= Swadley's Bar-B-Q scandal =

Political scandal in Oklahoma, United States

The Swadley's Bar-B-Q scandal is an ongoing political scandal in Oklahoma involving the misspending of state funds by Swadley's Foggy Bottom Kitchen. Swadley's contracted with the state of Oklahoma in March 2020 to renovate and run six restaurants in six state parks. Between April 2020 and February 2022, Swadley's was paid about $17 million to renovate and manage the restaurants. In March 2022, the Oklahoma State Bureau of Investigation launched an investigation into Swadley's. In April, Oklahoma State Auditor Cindy Byrd released an audit of Oklahoma Department of Tourism funds, the Oklahoma House of Representatives announced the formation of a special house committee to investigate Swadley's alleged misspending, and Swadley's contract with the state was cancelled. In June, Swadley's countersued the state, alleging it was owed an additional $6 million by the state and in October the company hired an independent auditor. In January 2023, attorney general of Oklahoma Gentner Drummond took over the state investigation into the contract. In May 2026, Brent Swadley was found guilty of six counts of fraud. He is awaiting sentencing, with the jury recommending 10 years in prison.

==Background==
Swadley's Bar B Q was founded in Bethany, Oklahoma in the year 1998 by Brent Swadley. By September 2021, they had franchises in Ardmore, El Reno, Midwest City, Mustang, and Oklahoma City. In January 2020, the state opened a bidding process to operate five state park restaurants to private contractors. Swadley's was the only company to apply by the February 10 deadline. The contract would eventually include six state park restaurants: Roman Nose State Park, Lake Murray State Park, Sequoyah State Park, Beavers Bend State Park, Robbers Cave State Park, and Quartz Mountain State Park. Plans to include Little Sahara State Park were dropped. Between April 2020 and February 2022, Swadley's was paid about $17 million to renovate and manage the restaurants.

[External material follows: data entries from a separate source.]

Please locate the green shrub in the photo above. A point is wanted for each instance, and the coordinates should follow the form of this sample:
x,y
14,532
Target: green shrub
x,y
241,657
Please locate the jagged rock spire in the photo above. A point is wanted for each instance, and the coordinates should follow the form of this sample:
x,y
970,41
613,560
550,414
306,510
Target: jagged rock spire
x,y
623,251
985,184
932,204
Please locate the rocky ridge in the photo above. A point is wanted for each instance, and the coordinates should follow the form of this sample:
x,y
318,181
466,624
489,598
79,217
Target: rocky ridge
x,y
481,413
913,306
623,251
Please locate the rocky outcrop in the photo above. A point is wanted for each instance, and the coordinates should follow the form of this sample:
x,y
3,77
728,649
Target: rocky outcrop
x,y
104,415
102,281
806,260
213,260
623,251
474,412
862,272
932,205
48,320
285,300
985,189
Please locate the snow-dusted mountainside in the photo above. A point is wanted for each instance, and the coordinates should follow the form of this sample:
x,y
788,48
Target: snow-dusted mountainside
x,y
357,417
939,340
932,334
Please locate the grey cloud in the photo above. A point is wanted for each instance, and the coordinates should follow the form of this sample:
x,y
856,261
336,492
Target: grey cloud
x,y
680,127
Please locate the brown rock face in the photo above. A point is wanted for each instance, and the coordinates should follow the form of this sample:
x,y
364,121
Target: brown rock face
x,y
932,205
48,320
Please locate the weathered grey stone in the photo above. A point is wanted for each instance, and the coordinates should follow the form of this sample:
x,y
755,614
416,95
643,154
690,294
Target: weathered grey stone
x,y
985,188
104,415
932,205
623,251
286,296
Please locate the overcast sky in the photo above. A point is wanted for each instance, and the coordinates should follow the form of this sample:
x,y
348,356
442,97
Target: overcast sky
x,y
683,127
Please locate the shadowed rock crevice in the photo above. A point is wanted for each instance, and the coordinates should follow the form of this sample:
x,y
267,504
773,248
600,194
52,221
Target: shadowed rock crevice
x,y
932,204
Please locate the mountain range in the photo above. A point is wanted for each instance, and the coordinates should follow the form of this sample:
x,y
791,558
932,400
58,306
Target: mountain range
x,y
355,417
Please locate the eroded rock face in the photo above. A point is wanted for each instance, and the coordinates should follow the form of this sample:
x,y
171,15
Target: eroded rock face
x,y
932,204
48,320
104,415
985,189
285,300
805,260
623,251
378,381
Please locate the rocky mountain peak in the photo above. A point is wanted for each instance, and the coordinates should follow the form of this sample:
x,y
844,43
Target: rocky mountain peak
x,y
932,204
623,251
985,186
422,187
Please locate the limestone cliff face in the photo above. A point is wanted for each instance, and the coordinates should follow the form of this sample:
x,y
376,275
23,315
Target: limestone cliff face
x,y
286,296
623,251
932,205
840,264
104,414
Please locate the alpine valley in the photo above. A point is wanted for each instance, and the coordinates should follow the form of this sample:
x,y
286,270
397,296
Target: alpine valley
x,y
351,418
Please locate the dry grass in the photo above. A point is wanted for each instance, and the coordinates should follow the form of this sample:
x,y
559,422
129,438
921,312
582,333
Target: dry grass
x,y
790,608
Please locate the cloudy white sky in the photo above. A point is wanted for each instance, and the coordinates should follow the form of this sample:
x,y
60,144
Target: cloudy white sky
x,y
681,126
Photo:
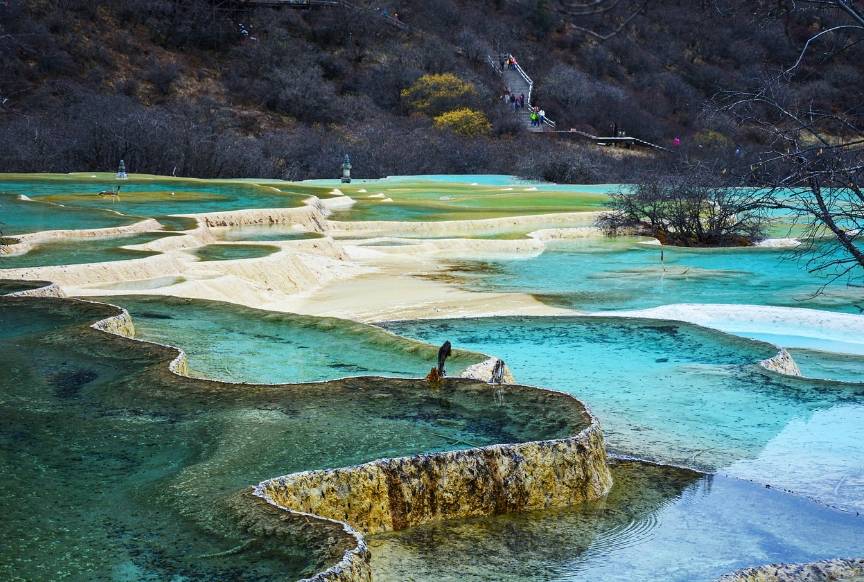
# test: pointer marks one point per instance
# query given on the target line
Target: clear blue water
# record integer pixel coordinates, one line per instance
(681, 394)
(230, 342)
(830, 366)
(225, 252)
(73, 203)
(18, 216)
(116, 469)
(657, 524)
(77, 251)
(622, 274)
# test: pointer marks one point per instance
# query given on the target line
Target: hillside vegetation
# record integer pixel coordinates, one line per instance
(219, 88)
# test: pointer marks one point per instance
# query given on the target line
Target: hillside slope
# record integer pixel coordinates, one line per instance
(207, 88)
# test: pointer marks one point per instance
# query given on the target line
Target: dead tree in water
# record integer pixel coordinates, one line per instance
(812, 160)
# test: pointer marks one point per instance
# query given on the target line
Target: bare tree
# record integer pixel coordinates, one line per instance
(602, 19)
(812, 155)
(688, 208)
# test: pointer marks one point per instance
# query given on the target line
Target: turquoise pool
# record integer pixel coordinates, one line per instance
(624, 274)
(231, 342)
(77, 251)
(681, 394)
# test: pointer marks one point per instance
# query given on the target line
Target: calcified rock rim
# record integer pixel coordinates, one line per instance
(355, 562)
(837, 569)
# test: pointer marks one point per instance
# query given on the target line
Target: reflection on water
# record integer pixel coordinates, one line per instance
(230, 342)
(682, 394)
(115, 469)
(658, 523)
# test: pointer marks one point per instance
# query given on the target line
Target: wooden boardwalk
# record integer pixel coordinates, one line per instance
(519, 83)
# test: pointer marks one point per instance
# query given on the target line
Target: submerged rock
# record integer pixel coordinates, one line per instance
(782, 363)
(851, 570)
(483, 372)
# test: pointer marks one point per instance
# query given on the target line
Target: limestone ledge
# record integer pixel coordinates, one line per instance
(782, 363)
(390, 494)
(312, 215)
(25, 242)
(813, 572)
(122, 325)
(49, 290)
(482, 371)
(393, 494)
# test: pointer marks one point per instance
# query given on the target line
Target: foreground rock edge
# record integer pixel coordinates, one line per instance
(527, 474)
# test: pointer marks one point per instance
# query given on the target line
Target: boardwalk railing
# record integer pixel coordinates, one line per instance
(625, 140)
(522, 73)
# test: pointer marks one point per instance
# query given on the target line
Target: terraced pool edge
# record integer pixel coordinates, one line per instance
(517, 466)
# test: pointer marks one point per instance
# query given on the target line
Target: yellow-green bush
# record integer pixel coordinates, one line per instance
(464, 121)
(435, 94)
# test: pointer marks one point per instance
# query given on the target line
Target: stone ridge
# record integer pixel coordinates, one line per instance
(782, 363)
(393, 494)
(390, 494)
(813, 572)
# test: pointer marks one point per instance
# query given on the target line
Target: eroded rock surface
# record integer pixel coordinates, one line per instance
(782, 363)
(393, 494)
(849, 570)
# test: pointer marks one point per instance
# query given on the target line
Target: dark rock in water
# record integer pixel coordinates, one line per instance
(69, 384)
(497, 372)
(153, 315)
(443, 354)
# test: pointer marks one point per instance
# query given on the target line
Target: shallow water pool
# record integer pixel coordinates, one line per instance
(622, 274)
(231, 252)
(116, 469)
(239, 344)
(658, 523)
(682, 394)
(78, 251)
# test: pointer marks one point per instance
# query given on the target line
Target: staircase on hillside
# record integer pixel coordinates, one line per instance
(519, 83)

In 2019, the Oklahoma Legislature passed a bill to reduced the 8-person Oklahoma Tourism commission to an advisory board and give the agency director, hired by the governor, complete control over spending and contracts.

==Audit and investigations==
On March 7, 2022, Oklahoma State Auditor Cindy Byrd released an audit of the Oklahoma Department of Tourism determining the department lacked "effective internal controls" over the spending involving Swadley's. In April, the Oklahoma State Bureau of Investigation opened an investigation into Swadley's contracts with the state. The same month, the Oklahoma House of Representatives called Oklahoma Department of Tourism director Jerry Winchester to testify regarding the scandal. On April 25, the state officially cancelled its contracts with Swadley's. Later that week, Winchester resigned and the Oklahoma House announced the formation of a special investigative committee. Governor Kevin Stitt announced a lawsuit would be filed to recover lost funds. The bipartisan House Committee was chaired by Ryan Martinez. In January 2023, attorney general of Oklahoma Gentner Drummond took over the investigation into Swadley's. In August 2023, Drummond began presenting evidence against Swadley's to a grand jury.